According to the World Health Organization, there are currently more than 40 million visually impaired people around the world. This population copes with many daily challenges, some of which are related to traveling within urban spaces. When walking, various environmental features pose danger: stairs, bicycles and cars, physical obstacles on the sidewalk, and more. These severely restrict mobility and independence, affecting quality of life. There are existing technologies that improve visually impaired pedestrian mobility to some degree by indicating nearby road obstacles. However, those technologies lack significant information about the surrounding space.
The study, published in the journal Environment and Planning B: Urban Analytics and City Science, examined the possibility of using OpenStreetMap to map spatial data relevant to blind pedestrians while calculating optimized walking routes. OpenStreetMap is an open-source mapping infrastructure based on crowdsourcing of geographic data contributed by citizens all over the world. OpenStreetMap provides maximum flexibility in terms of inserting, editing, and analyzing. It also integrates accumulated mapping data and spatial information.
In his study, Achituv developed a route calculation software for generating walking routes adapted to the needs of blind pedestrians. The study included an in-depth investigation, observations, and interviews with orientation and mobility instructors, as well as with blind individuals. The fieldwork resulted in a clear definition of spatial criteria that best reflect aspects of mobility, accessibility, and safety, defined by four primary parameters: geometric complexity of the route; route type and what it is used for; route length, and; landmarks along the route. Other features were also integrated, such as accessibility of traffic signals.

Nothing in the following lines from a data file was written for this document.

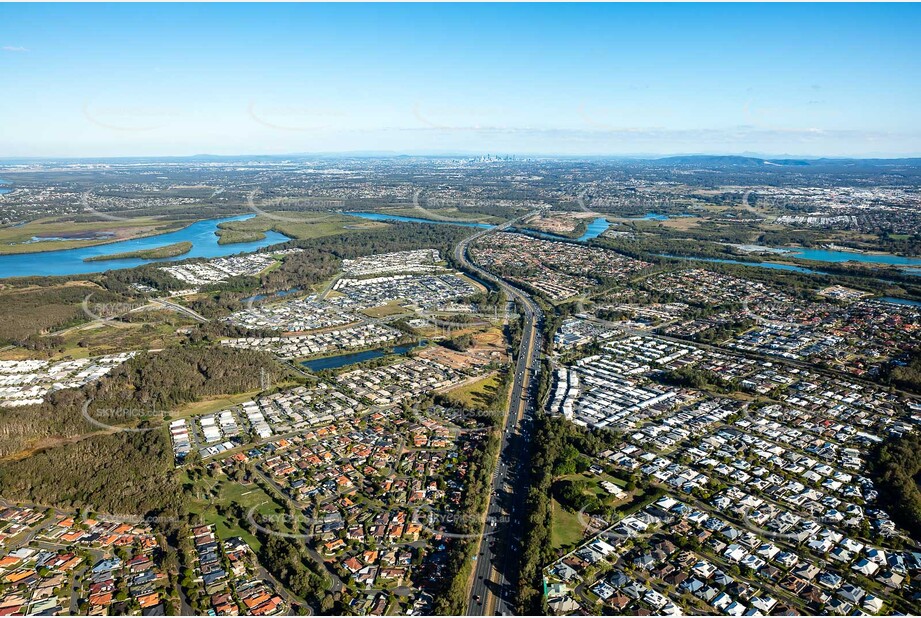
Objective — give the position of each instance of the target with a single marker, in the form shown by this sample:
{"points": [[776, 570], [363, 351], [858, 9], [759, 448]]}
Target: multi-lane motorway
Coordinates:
{"points": [[498, 548]]}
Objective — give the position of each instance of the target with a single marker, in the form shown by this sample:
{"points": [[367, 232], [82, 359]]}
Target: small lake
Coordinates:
{"points": [[343, 360], [70, 261], [376, 216]]}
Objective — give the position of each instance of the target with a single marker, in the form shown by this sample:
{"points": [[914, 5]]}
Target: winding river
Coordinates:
{"points": [[70, 261]]}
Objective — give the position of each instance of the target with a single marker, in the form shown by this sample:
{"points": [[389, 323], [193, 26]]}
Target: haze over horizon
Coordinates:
{"points": [[565, 80]]}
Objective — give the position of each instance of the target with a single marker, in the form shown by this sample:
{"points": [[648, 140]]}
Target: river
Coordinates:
{"points": [[70, 261]]}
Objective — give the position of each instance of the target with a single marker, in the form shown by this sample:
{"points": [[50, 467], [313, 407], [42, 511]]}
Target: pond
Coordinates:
{"points": [[335, 362], [71, 261]]}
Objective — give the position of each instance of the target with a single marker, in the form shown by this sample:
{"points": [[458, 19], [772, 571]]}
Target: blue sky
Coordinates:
{"points": [[111, 80]]}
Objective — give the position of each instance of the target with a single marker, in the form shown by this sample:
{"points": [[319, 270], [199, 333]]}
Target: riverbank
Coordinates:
{"points": [[18, 239], [167, 251]]}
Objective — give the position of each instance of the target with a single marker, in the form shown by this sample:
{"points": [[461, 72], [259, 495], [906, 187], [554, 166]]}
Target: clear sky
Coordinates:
{"points": [[171, 79]]}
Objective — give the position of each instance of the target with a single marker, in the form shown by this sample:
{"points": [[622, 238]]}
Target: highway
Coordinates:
{"points": [[495, 573]]}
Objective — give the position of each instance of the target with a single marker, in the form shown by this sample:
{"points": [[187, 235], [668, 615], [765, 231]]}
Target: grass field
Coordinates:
{"points": [[448, 213], [472, 395], [565, 529], [391, 308], [15, 239], [209, 492], [167, 251]]}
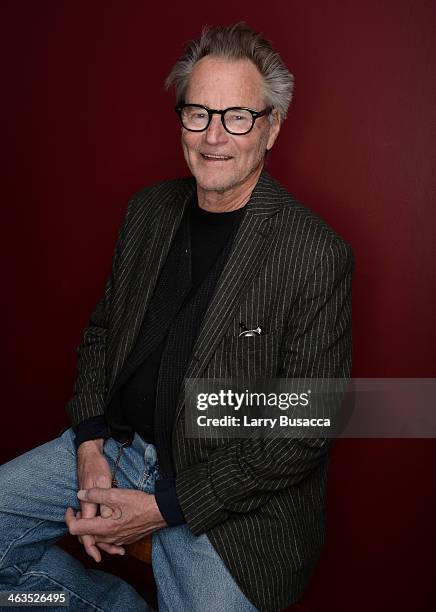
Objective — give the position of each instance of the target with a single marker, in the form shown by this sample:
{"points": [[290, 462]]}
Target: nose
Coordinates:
{"points": [[215, 133]]}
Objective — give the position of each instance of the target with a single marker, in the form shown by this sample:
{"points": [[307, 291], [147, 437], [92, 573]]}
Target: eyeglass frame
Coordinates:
{"points": [[212, 111]]}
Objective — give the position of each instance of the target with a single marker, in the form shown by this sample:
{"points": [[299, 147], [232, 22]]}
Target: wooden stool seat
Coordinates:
{"points": [[141, 549]]}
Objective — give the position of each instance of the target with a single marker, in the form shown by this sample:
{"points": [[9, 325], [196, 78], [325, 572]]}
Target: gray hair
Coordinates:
{"points": [[237, 41]]}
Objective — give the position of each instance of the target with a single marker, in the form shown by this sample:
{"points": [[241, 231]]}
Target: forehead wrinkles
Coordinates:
{"points": [[219, 83]]}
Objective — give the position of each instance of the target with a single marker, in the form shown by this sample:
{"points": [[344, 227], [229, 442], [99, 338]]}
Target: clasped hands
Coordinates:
{"points": [[126, 516]]}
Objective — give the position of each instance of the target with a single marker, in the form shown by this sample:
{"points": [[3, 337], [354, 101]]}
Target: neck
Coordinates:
{"points": [[231, 199]]}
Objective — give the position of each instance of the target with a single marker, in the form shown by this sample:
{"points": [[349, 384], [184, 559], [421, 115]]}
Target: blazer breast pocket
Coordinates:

The software weighs the environmental and semantic data that are important to the vision impaired, with an emphasis on safe, accessible, and navigable routes. These criteria enable qualitative and quantitative examination of the various available road segments between the starting point and the destination, determining the level of accessibility and safety, thus recommending the most optimized route.
The developed software was tested by blind volunteers and an orientation and mobility guide in several locations. Not only were the routes recommended by the new software identical to the routes defined by an experienced guide, but the volunteers noted that, in most cases, the route chosen by the software was indeed more accessible and safer for walking than the routes calculated by existing commercial software, such as Google Maps.
These findings indicate that the software is an effective and useful tool, improving the lives of visually impaired individuals in terms of mobility, accessibility, and independence.